Re: ZFS + mysql appears to be killing my SSD's

From: Karl Denninger <karl_at_denninger.net>
Date: Mon, 05 Jul 2021 15:09:37 UTC
On 7/5/2021 10:30, Pete French wrote:
>
>
> On 05/07/2021 14:37, Stefan Esser wrote:
>> Hi Pete,
>>
>> have you checked the drive state and statistics with smartctl?
>
> Hi, thanks for the reply - yes, I did check the statistics, and they 
> dont make a lot of sense. I was just looking at them again in fact.
>
> So, one of the machines that we chnaged a drive on when this first 
> started, which was 4 weeks ago.
>
> root@telehouse04:/home/webadmin # smartctl -a /dev/ada0 | grep Perc
> 169 Remaining_Lifetime_Perc 0x0000   082   082   000    Old_age 
> Offline      -       82
> root@telehouse04:/home/webadmin # smartctl -a /dev/ada1 | grep Perc
> 202 Percent_Lifetime_Remain 0x0030   100   100   001    Old_age 
> Offline      -       0
>
> Now, from that you might think the 2nd drive was the one changes, but 
> no.

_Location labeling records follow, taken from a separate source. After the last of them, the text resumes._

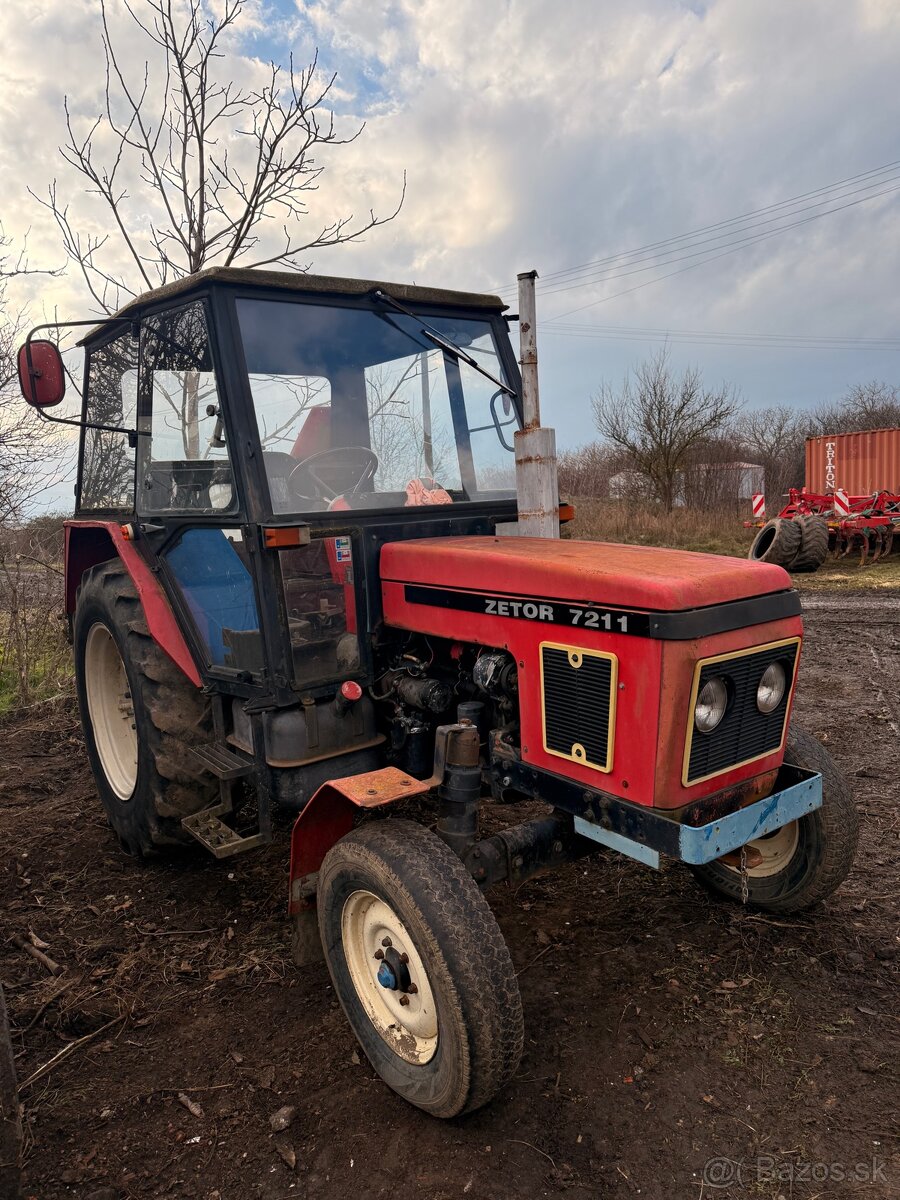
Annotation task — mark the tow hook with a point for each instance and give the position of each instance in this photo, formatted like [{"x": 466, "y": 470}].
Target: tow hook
[{"x": 733, "y": 859}]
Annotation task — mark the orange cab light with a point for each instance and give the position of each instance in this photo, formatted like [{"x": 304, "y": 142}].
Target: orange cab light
[{"x": 283, "y": 539}]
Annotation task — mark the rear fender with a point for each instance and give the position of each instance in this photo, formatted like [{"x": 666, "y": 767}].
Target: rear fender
[
  {"x": 90, "y": 543},
  {"x": 331, "y": 814}
]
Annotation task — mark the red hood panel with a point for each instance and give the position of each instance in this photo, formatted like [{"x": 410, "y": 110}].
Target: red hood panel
[{"x": 588, "y": 571}]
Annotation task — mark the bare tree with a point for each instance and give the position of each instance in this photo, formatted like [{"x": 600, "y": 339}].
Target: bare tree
[
  {"x": 659, "y": 418},
  {"x": 865, "y": 406},
  {"x": 220, "y": 160},
  {"x": 775, "y": 437}
]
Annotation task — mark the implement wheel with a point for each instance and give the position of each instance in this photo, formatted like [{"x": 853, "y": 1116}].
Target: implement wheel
[
  {"x": 141, "y": 715},
  {"x": 778, "y": 541},
  {"x": 807, "y": 861},
  {"x": 420, "y": 967},
  {"x": 814, "y": 544}
]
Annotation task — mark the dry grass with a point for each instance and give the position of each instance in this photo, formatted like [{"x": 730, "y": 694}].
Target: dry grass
[
  {"x": 712, "y": 533},
  {"x": 846, "y": 575}
]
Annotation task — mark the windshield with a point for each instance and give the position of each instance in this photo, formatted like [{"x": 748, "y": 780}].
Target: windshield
[{"x": 359, "y": 408}]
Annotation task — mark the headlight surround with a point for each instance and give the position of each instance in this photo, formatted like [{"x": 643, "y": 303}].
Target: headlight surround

Its the first one, which is now at 82% lifetime remaining! The 
> other druve, still at 100%, has been in there a year. The drives are 
> different manufacturers, which makes comparing most of the numbers 
> tricky unfortunately.
>
>
> Am now even more worried than when I sent the first email - if that 
> 18% is accurate then I am going to be doing this again in another 4 
> months, and thats not sustainable. It also looks as if this problem 
> has got a lot worse recently. Though I wasnt looking at the numbers 
> before, only noticing tyhe failurses. If I look at 'Percentage Used 
> Endurance Indicator' isntead of the 'Percent_Lifetime_Remain' value 
> then I see some of those well over 200%. That value is, on the newer 
> drives, 100 minus the 'Percent_Lifetime_Remain' value, so I guess they 
> ahve the same underlying metric.
>
> I didnt mention in my original email, but I am encrypting these with 
> geli. Does geli do any write amplification at all ? That might explain 
> the high write volumes...
>
> -pete.
>
As noted elsewhere assuming ashift=12 the answer on write amplification 
is no.

Geli should be initialized with -s 4096; I'm assuming you did that?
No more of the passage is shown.